TED Talks are monologues, I imagine it would be hard to convert it to a Question-Answer format required to train a chat model.
E.g. "Hey Open assistant please write a funny lecture/presentation about procrastination"
Do you want to try converting to dialog? Maybe come up with creative ways to parse the text to turn into q/a style?
I am very sorry to say, that my coding-abilities are not sufficient to do so. I could try to think of ideas for the parsing but not for it’s implementation. I also could try to do it manually at least for some presentations. But may I ask - wasn’t it sufficient to just use each presentation as the answer to a prompt asking for such presentation? Additionally an expert might have to check first, if using the transcripts as data-feed for LM is covered by the license.

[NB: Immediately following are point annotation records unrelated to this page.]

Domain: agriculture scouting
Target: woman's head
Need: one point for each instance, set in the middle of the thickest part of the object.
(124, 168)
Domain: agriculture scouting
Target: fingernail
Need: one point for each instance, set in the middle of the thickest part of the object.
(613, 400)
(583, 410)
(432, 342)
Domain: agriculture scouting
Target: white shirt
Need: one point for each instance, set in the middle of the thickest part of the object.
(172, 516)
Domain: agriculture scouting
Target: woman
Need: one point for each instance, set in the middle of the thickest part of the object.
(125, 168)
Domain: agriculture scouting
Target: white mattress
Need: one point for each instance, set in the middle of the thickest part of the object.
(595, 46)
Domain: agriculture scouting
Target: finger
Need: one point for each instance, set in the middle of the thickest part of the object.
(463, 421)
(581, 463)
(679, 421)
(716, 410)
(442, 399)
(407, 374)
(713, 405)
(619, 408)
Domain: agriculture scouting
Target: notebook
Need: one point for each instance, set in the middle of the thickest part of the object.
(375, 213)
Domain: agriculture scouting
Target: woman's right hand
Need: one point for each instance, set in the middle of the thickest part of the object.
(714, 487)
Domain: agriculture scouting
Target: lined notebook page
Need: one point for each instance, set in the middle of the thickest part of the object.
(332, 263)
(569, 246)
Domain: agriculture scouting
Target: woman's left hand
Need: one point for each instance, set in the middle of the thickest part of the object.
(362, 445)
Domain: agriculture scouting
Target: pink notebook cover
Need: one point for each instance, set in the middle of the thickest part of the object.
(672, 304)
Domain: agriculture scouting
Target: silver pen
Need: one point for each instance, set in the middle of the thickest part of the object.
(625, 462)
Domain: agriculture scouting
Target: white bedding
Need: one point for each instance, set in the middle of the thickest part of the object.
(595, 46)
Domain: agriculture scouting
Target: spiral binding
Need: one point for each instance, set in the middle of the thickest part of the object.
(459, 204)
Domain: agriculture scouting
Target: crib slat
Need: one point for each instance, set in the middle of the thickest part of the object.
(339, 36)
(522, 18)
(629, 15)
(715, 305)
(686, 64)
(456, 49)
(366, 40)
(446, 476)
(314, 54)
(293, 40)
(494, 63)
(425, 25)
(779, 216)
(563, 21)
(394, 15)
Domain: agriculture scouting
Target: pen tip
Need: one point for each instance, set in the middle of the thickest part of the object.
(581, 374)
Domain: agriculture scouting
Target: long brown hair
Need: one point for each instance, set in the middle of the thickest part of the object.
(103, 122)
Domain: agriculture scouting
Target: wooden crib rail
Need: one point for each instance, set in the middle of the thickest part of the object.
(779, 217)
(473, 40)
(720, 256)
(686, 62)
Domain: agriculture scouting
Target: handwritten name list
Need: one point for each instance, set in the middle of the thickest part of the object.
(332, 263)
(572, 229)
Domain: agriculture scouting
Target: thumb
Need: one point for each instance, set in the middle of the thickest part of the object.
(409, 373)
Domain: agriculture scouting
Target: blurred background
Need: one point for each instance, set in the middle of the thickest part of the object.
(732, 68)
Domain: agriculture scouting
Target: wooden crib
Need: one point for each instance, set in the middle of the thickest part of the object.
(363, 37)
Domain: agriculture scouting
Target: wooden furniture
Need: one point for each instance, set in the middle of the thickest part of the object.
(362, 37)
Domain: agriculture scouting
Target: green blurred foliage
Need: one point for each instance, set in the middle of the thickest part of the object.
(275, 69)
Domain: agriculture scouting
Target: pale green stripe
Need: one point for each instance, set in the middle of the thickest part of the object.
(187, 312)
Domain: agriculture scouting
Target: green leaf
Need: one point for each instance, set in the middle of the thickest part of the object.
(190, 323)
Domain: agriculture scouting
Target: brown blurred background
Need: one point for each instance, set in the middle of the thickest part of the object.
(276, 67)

Here it is the license: https://www.ted.com/about/our-organization/our-policies-terms/ted-talks-usage-policy.
And here the relative about Transcript:
"Transcripts and subtitles may be used under the same Creative Commons license in conjunction with the TED Talk video. Copyright on the transcripts is owned by TED and any edits, alternate usage rights or changes to these documents are not permitted without permission. Therefore, if you wanted to publish a TED Talk in a book, test, play, or any other publication, permission is required."
It seems quite closed corporately.
I'll make a request
Hi all what is the status on this? Are we continuing this or if not, i can close the issue. thank you for looking into this :)
@ontocord I made a request through the TED-inquiry-form but an answer is still pending.
Thank you!
Unfortunately they want to charge the use of the transcipts. Sry that I did not tell earlier.